If done right, marketing campaigns and workflow systems can help your business and streamline nurturing your subscribers and potential customer/client base. Done wrong like so many I’ve seen (and experienced), you not only get a large amount of unsubscribes, you’ve shown you’re the pushy used car salesperson. Some people will even get annoyed enough to mark you as spam. That goes against your digital reputation and can get your emails/domain on the blacklist for mail servers. Be careful who you listen to about your marketing. When you annoy people and they are ready to buy what you’re selling, they’re not going to buy from you.

A recent study was done by SlickText showing the main reasons people unsubscribe. If you guessed it’s being contacted too much, you guessed right. The survey specifically asked about covid habits, however, their past research and that of others indicate this is true no matter if there’s a pandemic or if things are rosy.

 

Study on why drip and funnel campaigns can hurt your business

 

Know Your Audience

If you look at the rest of the survey responses, you’ll see more of what I recommend my clients don’t do in their digital marketing.

If your ideal customer base is more concerned with integrity, quality, and expertise, don’t send them a discount code or limited-time offer campaign.

Unless you are selling something to do with politics (or refuse to work with people “on the other side”), avoid politically slanted language in your marketing.

Long copy “squeeze pages” are out. Don’t make people read a long-drawn-out email or landing page before you get to the point.

Don’t buy other people’s lists or cold market to people who have not granted permission to contact them.

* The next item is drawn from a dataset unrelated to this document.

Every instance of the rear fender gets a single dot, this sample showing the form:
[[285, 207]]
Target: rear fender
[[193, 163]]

Make your emails personal and make sure you never send out an email that shows “Hey <first name>,” both parts of that are cringe-worthy.

If you’re marketing to a demographic that is easily influenced and susceptible to typical marketing tactics of the average person, those mainstream marketing and sales tactics may work well for you. If you’re marketing about an easy fix that will appeal to people in their desperation, the funnels and drips may work. But if your ideal clients are busy people with a higher sophistication and intelligence, do not use mainstream marketing tactics.

 

What’s Better Than Using Marketing Funnels and Drip Campaigns?

The quick answer is high-quality content that is written for your ideal clients and audience.

When we asked, “Have you ever purchased something from a company after reading a blog post from them?”, a whopping 56% said, “Yes.”

blog posts convert to sales 56%

The type of clients we work with deal with people who are busy, sophisticated, and hate to be sold to. I recommend you write about issues your clients have and talk about your solutions to your audience’s needs. Write about what is important to them and share ideas or insights they will find fascinating, useful, or to add to their knowledge or skill base. Give them an addition to their bag of tricks that might come in handy.

Share something that will make their personal or professional life easier. But by all means, do not annoy them and insult their intelligence with sleazy marketing tactics meant for infomercials.

Show up when they need you by having the answers when they search or when they ask around, people will recommend you from reading your content. Wouldn’t it be great if your post, podcast, book, or video was the source of a referral? Imagine someone saying, “I was referred by a friend that read your post about XYZ and shared it with me. I took a look around your website and love your approach.” That is one part of the strategy for bringing clients to you.

And, of course, high-quality SEO is better than using drip campaigns and marketing funnels for our clients and quite possibly for you if you’ve read this far.